Mock Trial is a competition in which students simulate a real trial. The trial concerns an official AMTA case that remains the same through the entire academic year. The case alternates between a civil and a criminal case every year. The case is entirely fictional, taking place in the fictional state of Midlands.
Teams consist of 6-10 members, but only 6 compete at any given time—3 attorneys and 3 witnesses. These 6 people will go against 6 other people from a different university. Teams must prepare both sides of the case (prosecution/plaintiff and defense) for every competition. This means that any given person could have two roles; one for each side of the case.

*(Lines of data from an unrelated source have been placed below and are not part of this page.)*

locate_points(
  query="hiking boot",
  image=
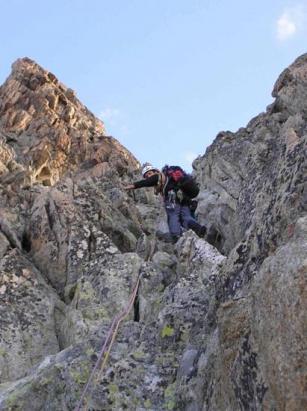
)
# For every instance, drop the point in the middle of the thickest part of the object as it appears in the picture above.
(166, 237)
(201, 231)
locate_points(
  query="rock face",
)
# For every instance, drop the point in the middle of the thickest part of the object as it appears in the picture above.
(212, 328)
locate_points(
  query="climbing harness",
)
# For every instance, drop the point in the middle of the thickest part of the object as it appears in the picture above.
(108, 343)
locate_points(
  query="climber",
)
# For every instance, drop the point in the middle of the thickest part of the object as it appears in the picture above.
(177, 189)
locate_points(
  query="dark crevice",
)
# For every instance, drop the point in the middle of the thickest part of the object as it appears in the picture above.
(26, 242)
(137, 308)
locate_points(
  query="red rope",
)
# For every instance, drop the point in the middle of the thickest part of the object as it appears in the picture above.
(109, 342)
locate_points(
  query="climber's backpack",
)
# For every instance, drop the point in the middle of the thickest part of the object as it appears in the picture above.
(184, 181)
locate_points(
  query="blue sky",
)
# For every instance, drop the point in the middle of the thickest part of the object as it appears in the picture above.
(164, 75)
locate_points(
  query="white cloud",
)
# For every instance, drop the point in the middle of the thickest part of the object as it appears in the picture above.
(290, 22)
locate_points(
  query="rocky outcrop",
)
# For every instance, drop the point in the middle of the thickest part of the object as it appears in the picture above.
(213, 327)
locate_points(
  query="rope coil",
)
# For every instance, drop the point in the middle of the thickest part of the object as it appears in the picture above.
(108, 343)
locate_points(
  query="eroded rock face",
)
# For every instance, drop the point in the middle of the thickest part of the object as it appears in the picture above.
(212, 328)
(50, 131)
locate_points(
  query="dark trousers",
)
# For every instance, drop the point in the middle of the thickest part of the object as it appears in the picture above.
(179, 216)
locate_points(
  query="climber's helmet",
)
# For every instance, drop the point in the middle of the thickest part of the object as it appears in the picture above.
(148, 170)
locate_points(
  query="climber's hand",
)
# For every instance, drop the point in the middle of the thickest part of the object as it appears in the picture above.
(129, 187)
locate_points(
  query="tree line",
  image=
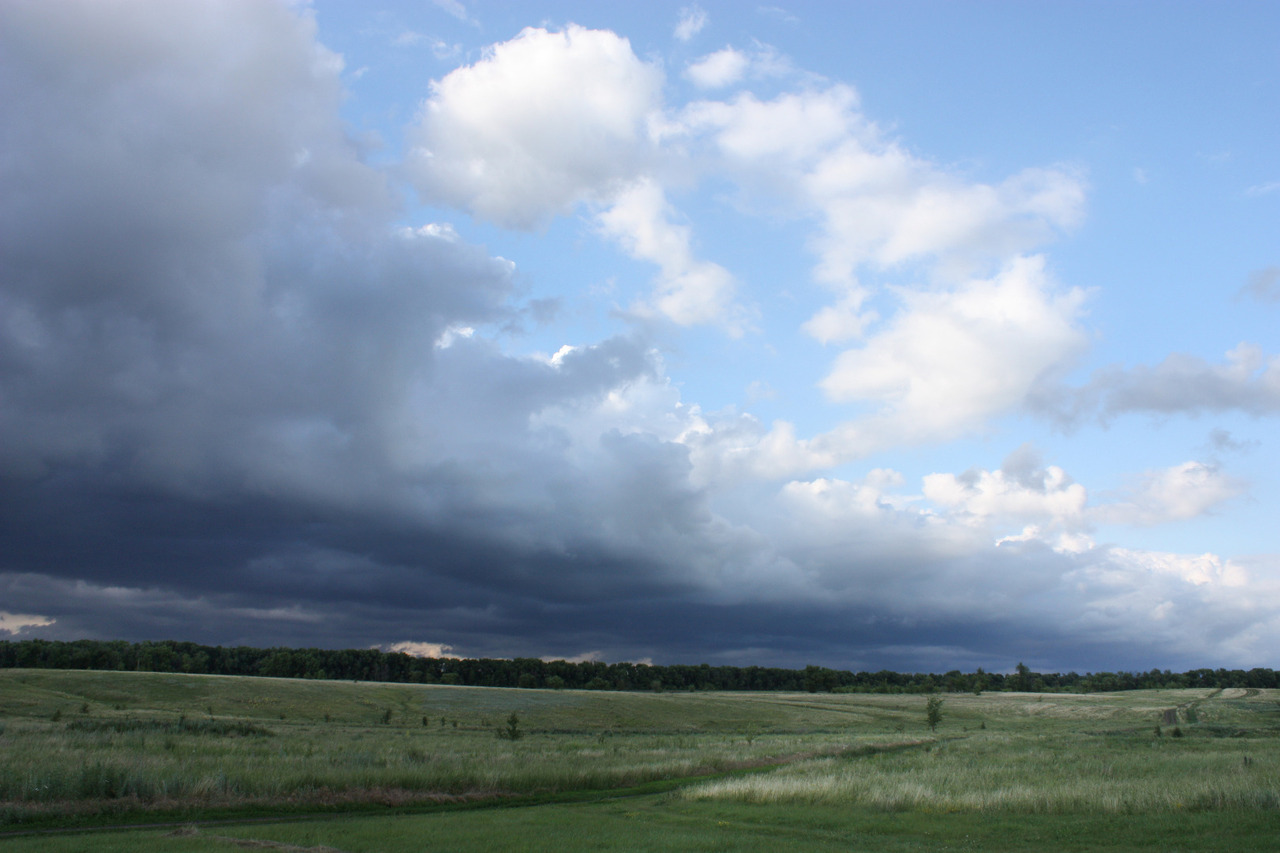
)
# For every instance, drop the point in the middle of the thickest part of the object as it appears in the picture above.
(374, 665)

At each tournament there are four rounds. In each round you compete only one side of your case meaning you will act as prosecution/plaintiff or defense. A trial consists of opening statements, direct examinations, cross-examinations, and closing statements. Since each team provides 3 witnesses in a round, a total of 6 witnesses will be presented in each round of competition, each requiring a direct examination (by an attorney on their team) and a cross examination (by an attorney from the opposing team). All of these are prepared prior to trial.
In addition, attorneys must also learn how to object using the Midlands Rules of Evidence. During rounds, the judges score attorneys and witnesses on a scale of 1 to 10. The team that has the most points at the end of a round wins that round. At the end of four rounds, scores are tabulated and the winners are announced.
Confused? Yeah, that’s normal if you’ve never done mock trial before. Think the court scenes from Legally Blonde or Law and Order: SVU (minus a little bit of drama).